Is Muscle Legends or Super Power Fighting Simulator more popular in 2026?

Muscle Legends leads with over 2.2 billion all-time visits compared to Super Power Fighting Simulator's 1 billion+. Muscle Legends also tends to have higher concurrent player counts on most days, though both games maintain healthy active communities.

Which game has a better rebirth system?

Both games feature rebirth mechanics, but Super Power Fighting Simulator offers a more layered experience with multiple stat categories (body, fists, mind, speed) that each carry through rebirths differently. Muscle Legends keeps it simpler with strength and agility as the primary stats, which some players prefer for its straightforward progression.
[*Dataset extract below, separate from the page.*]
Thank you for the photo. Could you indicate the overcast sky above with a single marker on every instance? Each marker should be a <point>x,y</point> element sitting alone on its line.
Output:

Can you play Muscle Legends and Super Power Fighting Simulator for free?

Yes, both games are completely free to play on Roblox. Game passes and in-game purchases exist in both titles but are optional. You can reach endgame content in either game without spending Robux, though it will take longer without boosts.

Which game has better PvP combat?

Super Power Fighting Simulator generally offers more varied PvP thanks to its diverse power sets and abilities. Muscle Legends PvP is more straightforward and stat-based. If you want ability-driven combat with flashy moves, Super Power Fighting Simulator is the stronger pick. If you prefer raw stat-based brawling, Muscle Legends delivers.
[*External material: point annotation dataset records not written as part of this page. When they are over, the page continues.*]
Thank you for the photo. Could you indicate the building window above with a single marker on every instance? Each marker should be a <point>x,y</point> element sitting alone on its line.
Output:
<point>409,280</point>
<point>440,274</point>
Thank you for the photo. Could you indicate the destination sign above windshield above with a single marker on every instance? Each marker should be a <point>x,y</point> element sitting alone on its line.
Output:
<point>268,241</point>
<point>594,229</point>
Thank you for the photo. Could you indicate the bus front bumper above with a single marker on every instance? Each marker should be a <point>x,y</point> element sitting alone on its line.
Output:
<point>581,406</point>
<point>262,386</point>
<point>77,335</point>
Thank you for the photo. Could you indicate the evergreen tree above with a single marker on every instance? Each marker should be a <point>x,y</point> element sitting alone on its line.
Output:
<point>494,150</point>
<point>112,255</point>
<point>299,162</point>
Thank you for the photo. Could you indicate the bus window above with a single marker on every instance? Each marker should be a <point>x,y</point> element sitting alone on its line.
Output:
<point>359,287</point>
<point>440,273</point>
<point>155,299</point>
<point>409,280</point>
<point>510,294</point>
Are game passes worth buying in either game?

Both games offer similar game pass structures. Muscle Legends VIP costs around 199 Robux, while Super Power Fighting Simulator VIP is around 249 Robux. The 2x multiplier passes in both games dramatically speed up progression and are generally considered the best value if you plan to play long-term.

Which game is better for beginners?

Muscle Legends is slightly more beginner-friendly thanks to its simpler two-stat system (strength and agility) and clear gym progression. Super Power Fighting Simulator has four main stats plus a powers system, which can feel overwhelming at first. However, both games include tutorials and the core loop is easy to grasp within a few minutes.